依据重庆西南医院的医疗记录,李安富使用的人血白蛋白中有20瓶系余恩惠、李赞、李芊从他处自行购买,重庆西南医院对此项事实也予以认可,并提供证据证明每瓶人血白蛋白在重庆西南医院的出售价格为每瓶360元。余恩惠、李赞、李芊虽未能提供其购买人血白蛋白的收费凭证,但明确表示认可重庆西南医院提供的明显低于其主张费用的人血白蛋白的出售价格,因此,余恩惠、李赞、李芊主张的16 200元人血白蛋白费用应按7200元(20瓶×360/瓶=7200元)计算在李安富住院期间产生的医疗费之中。原审判决对余恩惠、李赞、李芊主张的人血白蛋白费用不予支持,属认定事实错误,最高人民法院对此予以纠正,李安富医疗费总额应为39 843.27元 (48 843.27-16 200+7200=39 843.27),重庆西南医院应按照其过错程度对上述医疗费用承担赔偿责任。在本案中,重庆西南医院的医疗行为并未进行医疗事故鉴定,余恩惠、李赞、李芊对重庆西南医院的过错行为给李安富造成死亡的结果提起民事侵权诉讼,要求其承担死亡赔偿金,符合民法通则的有关规定。《最高人民法院关于审理人身损害赔偿案件适用法律若干问题的解释》是根据民法通则制定的,已经于2004年5月1日起施行,对死亡赔偿金的适用范围和计算标准都有明确规定。因此,应当按照民法通则和《最高人民法院关于审理人身损害赔偿案件适用法律若干问题的解释》相关规定以及李安富年龄计算死亡赔偿金为236 235元(15 749× 15=236 235),再根据重庆西南医院的过错程度确定其承担数额。原审判决认为余恩惠、李赞、李芊关于死亡赔偿金的诉讼请求没有法律依据,属适用法律错误,最高人民法院予以改判。
综上,原审判决在认定事实和适用法律方面都存在错误之处,最高人民检察院抗诉理由成立。
2013年12月17日,最高人民法院依照《中华人民共和国民法通则》第一百零六条第二款、第一百一十九条 ,《最高人民法院关于审理人身损害赔偿案件适用法律若干问题的解释》第十七条 、第二十九条 、第三十五条 ,《中华人民共和国民事诉讼法》第二百零七条第一款,第一百七十条第一款第一、二项的规定,作出 (2013)民抗字第55号民事判决:一、撤销重庆市高级人民法院(2012)渝高法民提字第00155号民事判决,撤销重庆市第一中级人民法院 (2011)渝一中法民终字第02816号民事判决第二项、第三项、第四项,撤销重庆市沙坪坝区人民法院(2010)沙法民初字第3525号民事判决第三项;二、维持重庆市第一中级人民法院 (2011)渝一中法民终字第02816号民事判决第一项,维持重庆市沙坪坝区人民法院(2010)沙法民初字第3525号民事判决第二项;三、变更重庆市第一中级人民法院(2011)渝一中法民终字第02816号民事判决第三项、重庆市沙坪坝区人民法院(2010)沙法民初字第3525号民事判决第一项为:由重庆西南医院赔偿余恩惠、李赞、李芊因李安富死亡所产生的医疗费 39 843.27元(含人血白蛋白费用7200元)、住院伙食补助费512元、陪护费800元、丧葬费 15 481.5元、交通费300元、死亡赔偿金236 235元,共计293 171.77元的40%即117 268.71元,限重庆西南医院在本判决生效后十日内支付;四、驳回余恩惠、李赞、李芊的其他诉讼请求。
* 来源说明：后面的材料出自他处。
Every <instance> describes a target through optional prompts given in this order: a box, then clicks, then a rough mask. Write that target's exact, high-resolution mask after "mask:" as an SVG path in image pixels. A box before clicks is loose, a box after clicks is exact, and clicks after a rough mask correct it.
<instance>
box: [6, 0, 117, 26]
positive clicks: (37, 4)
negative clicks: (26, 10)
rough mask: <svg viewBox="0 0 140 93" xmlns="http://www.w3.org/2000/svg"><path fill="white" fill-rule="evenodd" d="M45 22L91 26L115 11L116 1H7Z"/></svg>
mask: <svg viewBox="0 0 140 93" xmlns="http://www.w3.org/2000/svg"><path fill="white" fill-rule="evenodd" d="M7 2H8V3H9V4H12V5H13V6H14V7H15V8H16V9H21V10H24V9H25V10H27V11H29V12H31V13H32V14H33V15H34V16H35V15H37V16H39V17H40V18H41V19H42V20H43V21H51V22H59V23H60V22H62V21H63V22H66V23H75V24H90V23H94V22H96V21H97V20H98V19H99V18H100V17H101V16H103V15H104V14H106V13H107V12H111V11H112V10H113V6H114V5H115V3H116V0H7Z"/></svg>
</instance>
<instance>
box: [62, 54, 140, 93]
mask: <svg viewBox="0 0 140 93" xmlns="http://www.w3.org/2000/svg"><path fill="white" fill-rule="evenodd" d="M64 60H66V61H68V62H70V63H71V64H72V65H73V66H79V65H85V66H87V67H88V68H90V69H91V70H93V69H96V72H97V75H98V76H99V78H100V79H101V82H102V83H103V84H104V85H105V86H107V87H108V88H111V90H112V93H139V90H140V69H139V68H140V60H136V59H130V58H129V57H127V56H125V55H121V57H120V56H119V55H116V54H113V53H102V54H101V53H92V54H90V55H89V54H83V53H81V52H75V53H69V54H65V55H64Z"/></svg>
一审案件受理费2781元,鉴定费5000元,共计 7781元,由余恩惠、李赞、李芊负担1946.7元,重庆西南医院负担5834.3元;二审案件受理费1000元,鉴定费10 000元,共计11 000元,由余恩惠、李赞、李芊负担6600元,重庆西南医院负担4400元。